“So not very much politics?”

“Practically none. It’s like a ghost town,” he said quietly, his eyes scanning the low, red painted cottages with dark roofs. “There,” he said, “the one on the end.”

She gripped her seat as he parked along the curb, almost unwilling to step out of the car, afraid of what she might find. Giovanni hadn’t had any sign of her father for the last two years. He’d dropped off the radar when he finished giving the clues to his location. If they had been together two years before, she thought, she might have seen it sooner.

As if reading her thoughts, she heard him say, “If we’ve lost him because of my own stubbornness—”

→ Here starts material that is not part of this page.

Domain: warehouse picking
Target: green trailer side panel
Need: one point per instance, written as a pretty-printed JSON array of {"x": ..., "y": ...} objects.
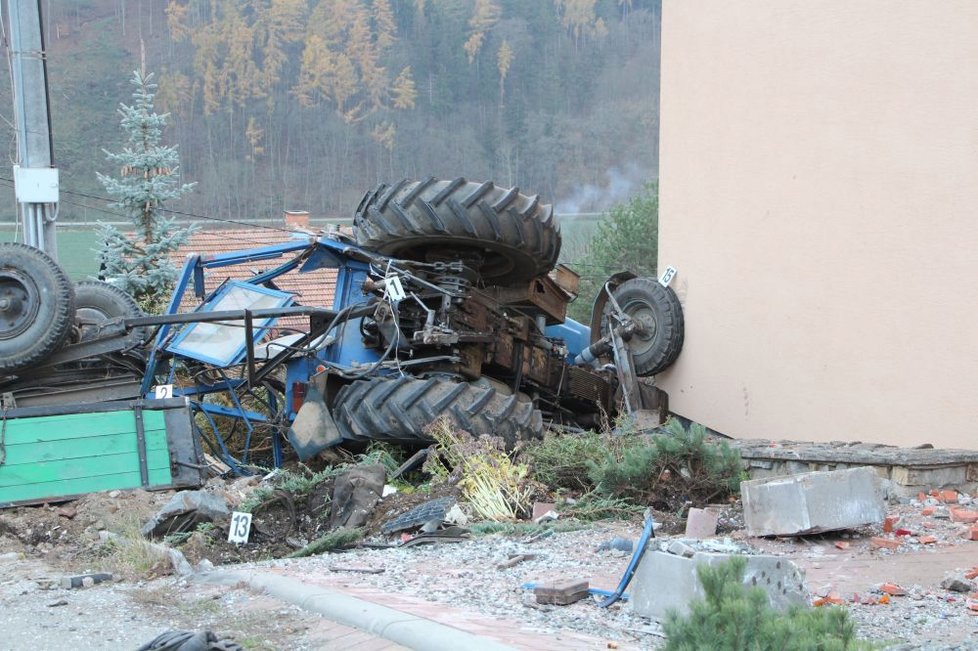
[{"x": 75, "y": 453}]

“Can we save that for another time, please?” she murmured as she eyed the small house surrounded by low palms. The cottage was part of a larger resort, though some of the apartments and cottages were privately owned. The gardens surrounding it were well tended, but because it was part of the hotel property, there was no way of knowing who took care of them.

She took a deep breath and reached across the car to squeeze Giovanni’s hand. “I’m fine; let’s go see if anyone’s home.”

He pulled her toward him and laid a gentle kiss on her lips before giving her a small smile. His eyes were shuttered, and his shoulders were fixed. She knew he thought they would find nothing.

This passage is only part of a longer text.